Existindo reclamação com vista à verificação e graduação de créditos no processo de execução fiscal, o pagamento voluntário da dívida exequenda efectuado posteriormente à venda dos bens que garantiam os créditos reclamados, não determina a inutilidade da lide em relação ao processo de verificação e graduação que deverá prosseguir para os efeitos do disposto no artigo 265 do CPPT.

15 - Anulação – Venda - Falta de notificação - Credor com garantia real – Nulidade: - Acórdão do STA, de 2017.06.28 – Processo n.º 051/16.

I – O art. 886.º-A, n.º 4 do CPC é subsidiariamente aplicável ao processo de execução fiscal, na parte em que impõe a notificação aos credores com garantia real do despacho que determina a modalidade da venda, fixa o valor BASE dos bens a vender (e eventual formação de lotes) e designa dia para a abertura das propostas em carta fechada, no caso de ser esta a modalidade de venda adoptada.
II – A omissão de notificação de tal despacho é susceptível de constituir nulidade processual, se não estiver afastada a possibilidade de nela ter influência (art. 201.º, n.º 1 parte final, do CPC), em consonância com o disposto no art. 909.º, n.º 1, alínea e), do CPC, aplicável por via do art. 257.°, n.º 1, alínea e), do CPPT.

16 - Oposição à execução fiscal - Inutilidade superveniente da lide – Custas: - Acórdão do STA, de 2017.06.28 – Processo n.º 0212/17.

I - Para efeitos da admissibilidade do recurso das decisões dos tribunais tributários de 1.ª instância em processo de execução fiscal, o único requisito relativamente ao valor é o fixado no art. 280.º, n.º 4, do CPPT, não existindo (ao contrário do que sucede no processo civil, nos termos do art. 629.º, n.º 1, do respectivo código) qualquer requisito relacionado com o valor da sucumbência.
II - Em regra, as custas devidas pela oposição à execução declarada supervenientemente impossível ou inútil em razão do pagamento da dívida exequenda por terceiro integram o “acrescido” a considerar para efeitos da extinção da execução fiscal por pagamento voluntário.
III - Nessa situação, declarada a extinção da instância de oposição por impossibilidade ou inutilidade superveniente da lide não há lugar à condenação em custas do oponente ou do exequente, porquanto as custas da oposição se encontram, ou deveriam encontrar, pagas pelo terceiro.

17 - Contra-ordenação – Coima - Atenuação especial: - Acórdão do STA, de 2017.06.28 – Processo n.º 0152/17.

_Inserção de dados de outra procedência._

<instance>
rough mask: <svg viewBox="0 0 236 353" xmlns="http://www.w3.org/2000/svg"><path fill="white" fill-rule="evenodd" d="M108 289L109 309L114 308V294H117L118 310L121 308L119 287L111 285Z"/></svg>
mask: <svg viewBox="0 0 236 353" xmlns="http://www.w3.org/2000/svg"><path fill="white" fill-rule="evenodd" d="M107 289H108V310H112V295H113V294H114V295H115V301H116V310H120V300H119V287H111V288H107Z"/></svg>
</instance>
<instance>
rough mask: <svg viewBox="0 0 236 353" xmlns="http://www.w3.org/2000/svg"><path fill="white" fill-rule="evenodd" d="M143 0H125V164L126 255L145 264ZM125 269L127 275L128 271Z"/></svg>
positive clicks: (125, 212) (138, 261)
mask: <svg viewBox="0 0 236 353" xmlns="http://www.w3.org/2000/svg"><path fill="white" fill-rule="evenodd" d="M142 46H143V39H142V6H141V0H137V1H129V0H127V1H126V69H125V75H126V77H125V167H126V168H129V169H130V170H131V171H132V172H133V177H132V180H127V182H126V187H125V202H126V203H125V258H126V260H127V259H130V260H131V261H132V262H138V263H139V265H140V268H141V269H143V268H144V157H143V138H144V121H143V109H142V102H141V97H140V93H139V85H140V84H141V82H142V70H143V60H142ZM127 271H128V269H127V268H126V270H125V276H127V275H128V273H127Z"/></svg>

I - Em termos de moldura abstracta da coima prevista no art. 114.º do RGIT, deverá atender-se ao limite mínimo resultante da aplicação dessa norma e ter em consideração, se for o caso, o disposto no n.º 3 do art. 26.º do mesmo diploma legal, se o valor encontrado for abaixo do estabelecido neste último normativo.
II - A atenuação especial da coima prevista no n.º 2 do art. 32.º do RGIT exige a verificação cumulativa dos pressupostos atinentes ao reconhecimento, por parte do infractor, da sua responsabilidade e da regularização da situação tributária até à decisão do processo.
III - O termo do prazo para a regularização do processo deve ser aquele em que o arguido foi notificado da decisão de aplicação da coima.

18 - Métodos indiciários – Quantificação - Impugnação judicial - Condição de impugnabilidade - Revisão da matéria tributável - Falta de fundamentação: - Acórdão do STA, de 2017.06.28 – Processo n.º 018/17.

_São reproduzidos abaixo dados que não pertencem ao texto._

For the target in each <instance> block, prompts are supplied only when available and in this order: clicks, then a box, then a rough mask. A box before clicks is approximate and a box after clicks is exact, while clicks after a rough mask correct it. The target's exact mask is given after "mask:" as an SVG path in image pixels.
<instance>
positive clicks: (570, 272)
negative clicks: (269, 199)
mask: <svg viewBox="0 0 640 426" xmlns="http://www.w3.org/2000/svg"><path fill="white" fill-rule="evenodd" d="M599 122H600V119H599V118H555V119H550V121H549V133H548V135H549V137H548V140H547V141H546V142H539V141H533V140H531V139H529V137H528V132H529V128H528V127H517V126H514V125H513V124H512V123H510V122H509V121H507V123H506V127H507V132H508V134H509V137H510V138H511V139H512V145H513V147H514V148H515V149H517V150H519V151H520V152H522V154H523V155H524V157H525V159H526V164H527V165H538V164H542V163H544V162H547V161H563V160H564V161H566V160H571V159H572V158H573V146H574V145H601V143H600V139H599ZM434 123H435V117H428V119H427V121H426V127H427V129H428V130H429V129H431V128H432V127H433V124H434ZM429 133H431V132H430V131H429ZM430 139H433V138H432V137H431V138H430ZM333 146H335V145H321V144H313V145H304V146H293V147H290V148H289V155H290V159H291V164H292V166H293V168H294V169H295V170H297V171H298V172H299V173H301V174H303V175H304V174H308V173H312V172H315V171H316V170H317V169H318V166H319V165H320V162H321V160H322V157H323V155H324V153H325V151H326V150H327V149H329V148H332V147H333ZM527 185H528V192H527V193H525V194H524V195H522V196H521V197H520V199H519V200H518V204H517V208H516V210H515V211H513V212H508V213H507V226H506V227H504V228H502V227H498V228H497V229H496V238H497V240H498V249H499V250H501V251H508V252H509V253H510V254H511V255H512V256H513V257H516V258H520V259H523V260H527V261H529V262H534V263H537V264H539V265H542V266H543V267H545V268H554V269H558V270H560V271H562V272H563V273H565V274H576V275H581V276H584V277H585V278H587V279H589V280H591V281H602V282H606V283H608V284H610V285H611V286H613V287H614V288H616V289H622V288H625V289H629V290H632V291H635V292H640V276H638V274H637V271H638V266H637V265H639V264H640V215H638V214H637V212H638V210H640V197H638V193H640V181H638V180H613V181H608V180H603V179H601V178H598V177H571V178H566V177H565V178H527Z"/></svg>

A exigência de prévia reclamação (procedimento de revisão de matéria tributável - arts. 91º a 94º da LGT) para a impugnação judicial do acto de avaliação indirecta com fundamento na falta dos pressupostos da determinação da matéria tributável por métodos indirectos ou no erro na quantificação (nº 5 do art. 86º da LGT e no nº 1 do art. 117º do CPPT) não obsta a que possam ser conhecidos na impugnação outros vícios que não estejam sujeitos àquela condição de impugnabilidade judicial.